El destino es
el que baraja las cartas, pero nosotros somos los que jugamos (William Shakespeare).
El otro día en la radio, dedicaron un espacio a las enfermedades raras. Tiene que ser tremendo padecer una afección, con lo que ello implica, y encima que sea un caso inusual o insólito. Eso cuando lo consiguen diagnosticar, porque como aclaraban los oyentes que llamaron, por ser ellos mismos o algún familiar los pacientes, a muchos les despachan con un dictamen equivocado por pura ignorancia. No hay tratamiento, protocolos, estadísticas, ni alternativas. Pasan a formar parte del limbo de los enfermos, a la espera de que alguien se interese por su mal y se consigan recursos para investigar y avanzar en ese marasmo de incógnitas que rodean a estas dolencias.
Se escucharon por las ondas testimonios muy duros que llevan a la conclusión de que el ser humano tiene una capacidad de aguante y resistencia, prácticamente ilimitada. El amor y el compromiso convierten a personas normales y corrientes en superhéroes dignos de cualquier cómic de Marvel. Enfermos, familiares y amigos crean su particular “liga de la justicia”, dispuestos a enfrentarse a cualquier obstáculo que se presente.
Entre todas las declaraciones, hubo una que me impresionó especialmente. Sin victimismo y con total naturalidad, la madre de una niña enferma de seis años desgranaba su complicado día a día y las diferentes etapas por las que habían pasado desde el fatídico diagnóstico. El locutor, conmovido, le preguntó cómo se podía afrontar con tanta serenidad una situación tan difícil. Ella le respondió, que al principio fue un mazazo. Estaba paralizada y no aceptaba la realidad. Le costó reaccionar y se preguntaba constantemente: ¿por qué a mi?, ¿qué hemos hecho para merecer esto?, ¿qué ha fallado? Tras recapacitar, se replanteó la cuestión: ¿Y por qué no me tenía que ocurrir?, ¿acaso soy especial o inmune a las desgracias? Ahí estaba la clave. A partir de ese momento, concentró su energía y determinación en mejorar la vida de su pequeña.

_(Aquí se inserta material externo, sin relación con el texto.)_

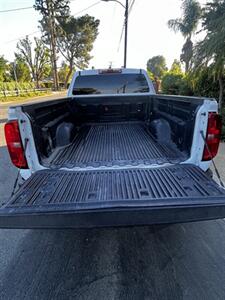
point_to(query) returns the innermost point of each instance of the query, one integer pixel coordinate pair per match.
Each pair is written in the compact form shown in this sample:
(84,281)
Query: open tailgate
(67,199)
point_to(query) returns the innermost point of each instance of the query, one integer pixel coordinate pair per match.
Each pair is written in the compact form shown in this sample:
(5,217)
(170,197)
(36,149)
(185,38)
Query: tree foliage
(75,41)
(37,59)
(20,71)
(187,25)
(210,52)
(175,82)
(4,69)
(157,66)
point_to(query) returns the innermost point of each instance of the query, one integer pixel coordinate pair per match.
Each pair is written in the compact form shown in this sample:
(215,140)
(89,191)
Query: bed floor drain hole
(92,196)
(144,193)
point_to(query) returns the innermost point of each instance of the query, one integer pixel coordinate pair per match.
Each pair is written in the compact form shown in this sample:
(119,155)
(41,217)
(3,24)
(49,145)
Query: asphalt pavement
(183,261)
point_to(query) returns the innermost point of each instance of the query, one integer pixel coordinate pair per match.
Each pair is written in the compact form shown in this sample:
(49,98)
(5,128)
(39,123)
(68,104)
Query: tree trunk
(68,77)
(187,66)
(220,92)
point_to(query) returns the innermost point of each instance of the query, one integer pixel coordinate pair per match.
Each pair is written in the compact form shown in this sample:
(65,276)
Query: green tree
(210,52)
(75,41)
(50,10)
(157,66)
(187,25)
(175,82)
(4,69)
(37,59)
(176,67)
(63,71)
(20,71)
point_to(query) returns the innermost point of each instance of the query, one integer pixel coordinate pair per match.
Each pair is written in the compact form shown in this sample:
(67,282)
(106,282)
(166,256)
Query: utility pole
(51,22)
(126,33)
(126,7)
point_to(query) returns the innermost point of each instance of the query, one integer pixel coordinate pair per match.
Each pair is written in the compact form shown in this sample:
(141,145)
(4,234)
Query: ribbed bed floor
(114,144)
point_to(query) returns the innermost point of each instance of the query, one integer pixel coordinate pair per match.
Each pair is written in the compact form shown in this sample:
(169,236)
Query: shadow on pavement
(3,120)
(157,262)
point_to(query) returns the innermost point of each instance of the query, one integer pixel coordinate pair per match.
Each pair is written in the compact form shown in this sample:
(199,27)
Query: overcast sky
(148,32)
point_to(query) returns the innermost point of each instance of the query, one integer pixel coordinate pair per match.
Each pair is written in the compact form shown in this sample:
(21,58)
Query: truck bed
(75,199)
(111,144)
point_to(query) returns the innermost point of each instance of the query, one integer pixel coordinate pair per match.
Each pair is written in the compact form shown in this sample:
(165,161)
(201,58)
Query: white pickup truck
(113,153)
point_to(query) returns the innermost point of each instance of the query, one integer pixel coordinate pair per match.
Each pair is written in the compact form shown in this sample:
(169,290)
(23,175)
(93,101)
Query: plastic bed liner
(125,143)
(66,199)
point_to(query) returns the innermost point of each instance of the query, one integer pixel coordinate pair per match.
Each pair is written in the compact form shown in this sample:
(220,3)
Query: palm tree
(211,51)
(187,25)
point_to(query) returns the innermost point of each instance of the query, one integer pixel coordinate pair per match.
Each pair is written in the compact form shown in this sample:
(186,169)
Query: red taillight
(212,136)
(14,144)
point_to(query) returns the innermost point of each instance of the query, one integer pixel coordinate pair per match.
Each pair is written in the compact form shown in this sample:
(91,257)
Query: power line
(131,6)
(15,9)
(22,36)
(79,12)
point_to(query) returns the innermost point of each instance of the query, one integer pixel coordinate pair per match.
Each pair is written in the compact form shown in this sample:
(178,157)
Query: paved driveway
(184,261)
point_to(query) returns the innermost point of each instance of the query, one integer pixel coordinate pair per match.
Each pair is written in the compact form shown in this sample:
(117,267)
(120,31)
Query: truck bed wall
(160,113)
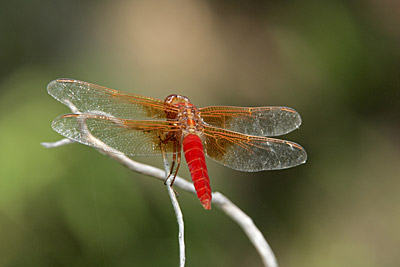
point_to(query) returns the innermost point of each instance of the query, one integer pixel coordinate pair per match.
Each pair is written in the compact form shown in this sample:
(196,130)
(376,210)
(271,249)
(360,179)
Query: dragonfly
(236,137)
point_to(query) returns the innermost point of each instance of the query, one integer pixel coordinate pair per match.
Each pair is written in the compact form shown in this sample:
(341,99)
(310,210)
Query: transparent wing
(251,153)
(131,137)
(260,121)
(95,99)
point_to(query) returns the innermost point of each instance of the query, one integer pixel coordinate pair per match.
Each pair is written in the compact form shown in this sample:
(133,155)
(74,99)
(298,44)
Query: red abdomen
(194,154)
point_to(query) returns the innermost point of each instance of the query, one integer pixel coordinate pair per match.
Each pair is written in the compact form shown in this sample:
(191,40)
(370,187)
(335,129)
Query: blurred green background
(335,62)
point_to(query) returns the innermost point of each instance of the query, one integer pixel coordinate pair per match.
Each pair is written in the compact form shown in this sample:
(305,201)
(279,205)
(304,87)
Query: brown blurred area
(335,62)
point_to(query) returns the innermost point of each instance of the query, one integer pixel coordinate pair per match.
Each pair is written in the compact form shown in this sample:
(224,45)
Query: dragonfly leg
(172,166)
(178,163)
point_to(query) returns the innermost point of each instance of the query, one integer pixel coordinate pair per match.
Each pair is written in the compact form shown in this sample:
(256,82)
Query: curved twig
(245,222)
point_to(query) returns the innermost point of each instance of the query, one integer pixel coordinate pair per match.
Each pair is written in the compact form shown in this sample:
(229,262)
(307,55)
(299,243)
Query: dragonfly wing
(95,99)
(251,153)
(260,121)
(131,137)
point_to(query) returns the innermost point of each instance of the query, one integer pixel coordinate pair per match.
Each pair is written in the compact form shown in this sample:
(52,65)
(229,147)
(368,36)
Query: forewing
(260,121)
(90,98)
(251,153)
(131,137)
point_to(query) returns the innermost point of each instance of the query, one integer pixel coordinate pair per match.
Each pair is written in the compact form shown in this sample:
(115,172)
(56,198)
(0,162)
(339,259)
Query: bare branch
(178,212)
(245,222)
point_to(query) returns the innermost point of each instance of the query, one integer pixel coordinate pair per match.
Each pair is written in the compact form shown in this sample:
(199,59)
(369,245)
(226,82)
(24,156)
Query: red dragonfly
(144,126)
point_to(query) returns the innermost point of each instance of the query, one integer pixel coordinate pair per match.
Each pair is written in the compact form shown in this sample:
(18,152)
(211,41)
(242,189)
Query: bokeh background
(336,62)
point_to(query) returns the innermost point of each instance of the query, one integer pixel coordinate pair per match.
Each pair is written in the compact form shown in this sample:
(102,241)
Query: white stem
(221,201)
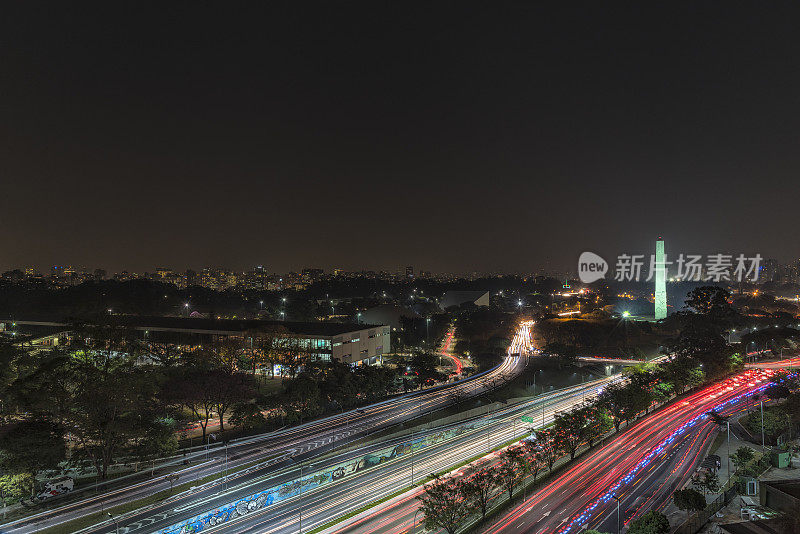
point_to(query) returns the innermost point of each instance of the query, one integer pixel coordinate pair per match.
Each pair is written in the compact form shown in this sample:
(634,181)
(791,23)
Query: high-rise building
(661,276)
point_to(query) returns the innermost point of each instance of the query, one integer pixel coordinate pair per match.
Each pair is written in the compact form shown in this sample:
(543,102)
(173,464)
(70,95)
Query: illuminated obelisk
(661,283)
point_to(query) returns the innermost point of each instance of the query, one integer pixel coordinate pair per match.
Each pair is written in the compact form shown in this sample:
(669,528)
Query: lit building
(661,278)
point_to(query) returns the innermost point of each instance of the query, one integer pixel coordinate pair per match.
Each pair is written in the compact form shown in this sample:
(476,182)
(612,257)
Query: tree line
(699,353)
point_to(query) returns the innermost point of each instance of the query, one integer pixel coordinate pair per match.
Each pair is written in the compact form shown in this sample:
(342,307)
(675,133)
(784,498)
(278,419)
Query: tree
(193,389)
(566,352)
(478,489)
(711,301)
(509,473)
(229,389)
(624,401)
(247,416)
(28,447)
(551,447)
(570,426)
(652,522)
(742,457)
(443,505)
(689,500)
(302,393)
(682,372)
(776,421)
(534,458)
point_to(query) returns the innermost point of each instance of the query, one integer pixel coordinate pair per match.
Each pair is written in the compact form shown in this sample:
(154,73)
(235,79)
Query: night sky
(373,135)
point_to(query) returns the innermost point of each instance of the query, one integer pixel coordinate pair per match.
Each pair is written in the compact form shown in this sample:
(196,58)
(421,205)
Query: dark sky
(376,134)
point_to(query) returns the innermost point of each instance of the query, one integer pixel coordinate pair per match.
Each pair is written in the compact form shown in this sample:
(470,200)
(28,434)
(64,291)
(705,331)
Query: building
(354,344)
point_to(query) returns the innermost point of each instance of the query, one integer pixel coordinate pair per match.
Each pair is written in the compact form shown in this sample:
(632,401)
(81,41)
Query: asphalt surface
(271,452)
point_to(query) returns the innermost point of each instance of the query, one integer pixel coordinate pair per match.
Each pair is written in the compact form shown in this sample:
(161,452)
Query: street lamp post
(761,400)
(411,453)
(114,519)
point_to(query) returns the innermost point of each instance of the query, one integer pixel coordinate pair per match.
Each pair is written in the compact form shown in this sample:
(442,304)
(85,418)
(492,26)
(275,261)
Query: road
(269,453)
(322,505)
(641,466)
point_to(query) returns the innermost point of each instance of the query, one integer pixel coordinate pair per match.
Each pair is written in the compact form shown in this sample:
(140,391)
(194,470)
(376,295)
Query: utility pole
(300,503)
(411,450)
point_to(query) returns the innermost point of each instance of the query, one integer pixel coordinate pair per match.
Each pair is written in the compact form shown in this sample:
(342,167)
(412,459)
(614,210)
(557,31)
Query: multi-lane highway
(268,453)
(322,505)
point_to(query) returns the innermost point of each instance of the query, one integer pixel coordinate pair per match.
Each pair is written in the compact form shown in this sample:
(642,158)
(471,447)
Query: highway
(267,453)
(642,466)
(322,505)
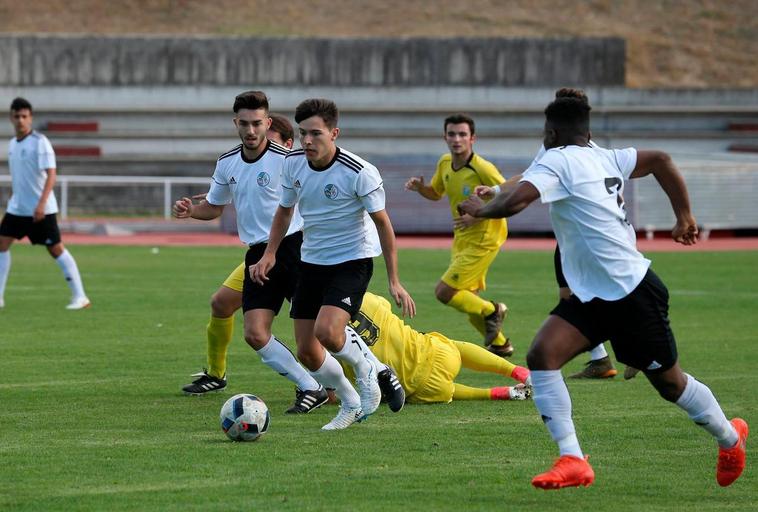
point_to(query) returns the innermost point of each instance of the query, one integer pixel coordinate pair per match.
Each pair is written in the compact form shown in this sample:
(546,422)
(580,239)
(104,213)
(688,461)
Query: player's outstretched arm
(185,209)
(387,239)
(416,184)
(503,205)
(487,193)
(279,226)
(660,165)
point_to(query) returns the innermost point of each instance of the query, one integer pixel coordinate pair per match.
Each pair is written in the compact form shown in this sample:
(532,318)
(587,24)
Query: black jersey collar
(247,160)
(327,166)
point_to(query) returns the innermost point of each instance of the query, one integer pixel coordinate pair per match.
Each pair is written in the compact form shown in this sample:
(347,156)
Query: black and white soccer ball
(244,417)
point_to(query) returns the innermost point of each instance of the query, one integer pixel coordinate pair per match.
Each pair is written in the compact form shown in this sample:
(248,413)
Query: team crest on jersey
(263,179)
(331,191)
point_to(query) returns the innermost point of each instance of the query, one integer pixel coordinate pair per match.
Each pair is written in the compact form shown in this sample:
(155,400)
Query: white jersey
(335,202)
(28,161)
(254,186)
(629,228)
(584,186)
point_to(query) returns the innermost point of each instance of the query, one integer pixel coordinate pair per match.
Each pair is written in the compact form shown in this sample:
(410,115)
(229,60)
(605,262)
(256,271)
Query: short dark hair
(21,104)
(325,109)
(569,92)
(458,119)
(282,126)
(252,100)
(569,113)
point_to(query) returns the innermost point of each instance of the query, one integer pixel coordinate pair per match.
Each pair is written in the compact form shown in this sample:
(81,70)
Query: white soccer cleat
(369,391)
(346,417)
(520,392)
(79,303)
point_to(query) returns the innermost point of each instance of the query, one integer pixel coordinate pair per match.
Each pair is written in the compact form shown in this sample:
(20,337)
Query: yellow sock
(219,333)
(463,392)
(471,304)
(478,322)
(480,359)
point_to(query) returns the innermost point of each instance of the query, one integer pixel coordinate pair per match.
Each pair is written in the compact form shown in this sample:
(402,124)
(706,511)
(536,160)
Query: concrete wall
(161,61)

Es cierto que cuando nos suceden cosas buenas, salvo masoquistas e inseguros recalcitrantes, las aceptamos como lo más normal del mundo. Se buscan variopintas justificaciones: me lo he ganado, lo valgo, soy buena persona, la fortuna me sonríe… Sin embargo, cuando vienen mal dadas y la fatalidad llama a nuestra puerta, inmediatamente inquirimos, no se sabe muy bien a qué o a quién, sobre su llegada a nuestra vida. Siempre se piensa que a nosotros no nos va a pasar nada malo, eso les llega a los demás. Son otros los que sufren y penan. Los compadecemos, se siente empatía hacia su situación e incluso se les ayuda…, pero creemos, ingenuo que es el ser humano, que sea cual sea el infortunio que les aflige, nunca nos va a afectar. Dicho así, suena absurdo y poco inteligente, basta con echar un vistazo a la historia y a nuestro alrededor para comprobarlo. Por eso, cuando en el bombo, la bolita negra lleva nuestro nombre, la sorpresa y el desconcierto primero, y la rabia y el enfado después, nos invaden. Se busca una explicación racional y lógica, pero a veces no la hay, las desdichas suceden sin más. ¿Nos lo merecemos? Seguramente, no; como tampoco todos los seres inocentes y buenos que, a diario, sufren calamidades y desventuras.
Mañana se acaba el año y como vosotros, expectante, comeré las uvas y brindaré por el 2017. Deseo que sea propicio y favorable. Espero saber disfrutar y agradecer lo bueno que venga, y si en el reparto de cartas me toca alguna mano mala, ser capaz de gestionarlo y seguir adelante como hacen miles de personas anónimas sin preguntarse: ¿por qué a mí?